By 60 days, most families begin to see measurable movement on early targets. A child who was not requesting anything verbally may be using one or two approximations consistently. A child who resisted sitting at a table may be tolerating five to ten minutes of structured activity. Small gains in a two-year-old represent real neural change.
At 90 days, the BCBA should conduct a formal data review and, in most cases, an updated assessment. Goals that have been mastered will be replaced with more advanced targets. Goals that have not progressed will prompt a clinical conversation about why — whether the goal needs to be broken into smaller steps, whether the reinforcement strategy needs adjustment, or whether there are barriers in the environment that need to be addressed.
What to watch for and what to ask
Not all ABA programs are equally well-run. Early intervention for toddlers requires a specific set of skills from both the BCBA and the RBT. Here are the questions every family should be asking during the first 90 days.

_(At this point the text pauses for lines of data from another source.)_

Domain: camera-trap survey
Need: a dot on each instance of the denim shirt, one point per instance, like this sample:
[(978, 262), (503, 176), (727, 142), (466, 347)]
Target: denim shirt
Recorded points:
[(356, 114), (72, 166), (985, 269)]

Is my child's BCBA reviewing data and adjusting the program regularly — at minimum monthly? Is the RBT working from a written program, or improvising? Am I receiving regular parent training, not just updates? Are sessions being conducted in natural environments as well as structured settings? Is my child motivated and engaged during sessions, or are sessions characterized by frequent refusals and distress?
A child who is regularly distressed during sessions is not simply going through an adjustment period. Distress during early intervention is a clinical signal that something in the program needs to change — the reinforcement system, the session structure, the pace, or the relationship with the therapist. It should prompt a conversation with the supervising BCBA, not reassurance that things will improve on their own.